English classical clarinetist (born 1945)

Antony Pay (born 21 February 1945 in London) is a classical clarinettist. After gaining a place with the National Youth Orchestra of Great Britain, with whom he performed the Mozart clarinet concerto at the age of 16, he studied at the Royal Academy of Music and then read Mathematics at Cambridge University, graduating in 1966.

Principal Clarinet positions include the Royal Philharmonic Orchestra from 1968 to 1978, London Sinfonietta (of which he was a founder member) from 1968 to 1983 and the Academy of St Martin in the Fields from 1976 to 1986. A member of several chamber ensembles he has worked with the Nash Ensemble, the Tuckwell Wind Quintet, the Academy of St Martin in the Fields Chamber Ensemble, and Hausmusik.

During his time with the London Sinfonietta he collaborated with a variety of composers, including Boulez, Stockhausen, Birtwistle, Henze, Maxwell Davies, Goehr and Berio. For the RCA he recorded Berio's Concertino, with the composer conducting, and gave the first performance of Henze's mini-concerto Miracle of the Rose, which was written for him to direct from the clarinet. He has previously been Professor of Clarinet at the Guildhall School of Music and Drama from 1982 to 1990, the Royal Academy of Music, the Music Academy Accademia Lorenzo Perosi in Biella and at Musikene - Centro Superior de Música del País Vasco in San Sebastián (Spain) from 2005 to 2018.

Recently he has concentrated on solo playing and conducting, recording the Spohr and Mozart Concertos for Decca, the Weber and Crusell Concertos for Virgin Classics and Birtwistle's Melencolia I for NMC. He has conducted the Academy of St Martin in the Fields in Germany, Austria and the Netherlands, and the London Sinfonietta throughout Europe, as well as guest-conducting with orchestras in Scandinavia, Italy and the United States.
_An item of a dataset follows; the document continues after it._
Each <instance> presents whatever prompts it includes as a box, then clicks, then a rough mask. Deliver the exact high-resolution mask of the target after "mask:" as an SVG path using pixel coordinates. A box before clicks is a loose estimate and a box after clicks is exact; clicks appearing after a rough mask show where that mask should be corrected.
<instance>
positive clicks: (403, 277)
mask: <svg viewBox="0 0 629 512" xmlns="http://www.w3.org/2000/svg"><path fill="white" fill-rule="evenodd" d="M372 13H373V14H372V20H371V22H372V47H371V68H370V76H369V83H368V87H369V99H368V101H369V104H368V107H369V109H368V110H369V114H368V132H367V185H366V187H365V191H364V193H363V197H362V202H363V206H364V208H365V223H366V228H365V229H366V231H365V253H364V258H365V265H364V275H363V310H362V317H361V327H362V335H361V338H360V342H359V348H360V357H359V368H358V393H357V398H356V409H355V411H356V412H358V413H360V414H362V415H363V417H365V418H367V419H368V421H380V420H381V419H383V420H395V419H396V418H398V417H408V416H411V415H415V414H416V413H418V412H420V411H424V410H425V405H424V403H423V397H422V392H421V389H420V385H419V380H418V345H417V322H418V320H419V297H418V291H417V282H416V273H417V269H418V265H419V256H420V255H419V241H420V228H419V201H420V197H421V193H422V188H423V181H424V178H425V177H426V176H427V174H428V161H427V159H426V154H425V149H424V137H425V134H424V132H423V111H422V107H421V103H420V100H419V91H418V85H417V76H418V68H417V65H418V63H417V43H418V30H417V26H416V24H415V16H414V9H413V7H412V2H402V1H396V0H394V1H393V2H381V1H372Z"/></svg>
Period performance on specially reconstructed instruments includes his recordings of the Mozart, Weber and Crusell Concertos. He currently works with The Academy of Ancient Music and the Orchestra of the Age of Enlightenment, with both of which he is a frequent soloist. His recording of the Mozart concerto with The AAM and Christopher Hogwood is available on Decca (414 339-2). He has written for the journal Early Music and The Cambridge Companion to the Clarinet. He is working on a book concerned mainly with the use of metaphor in teaching and learning to play the clarinet.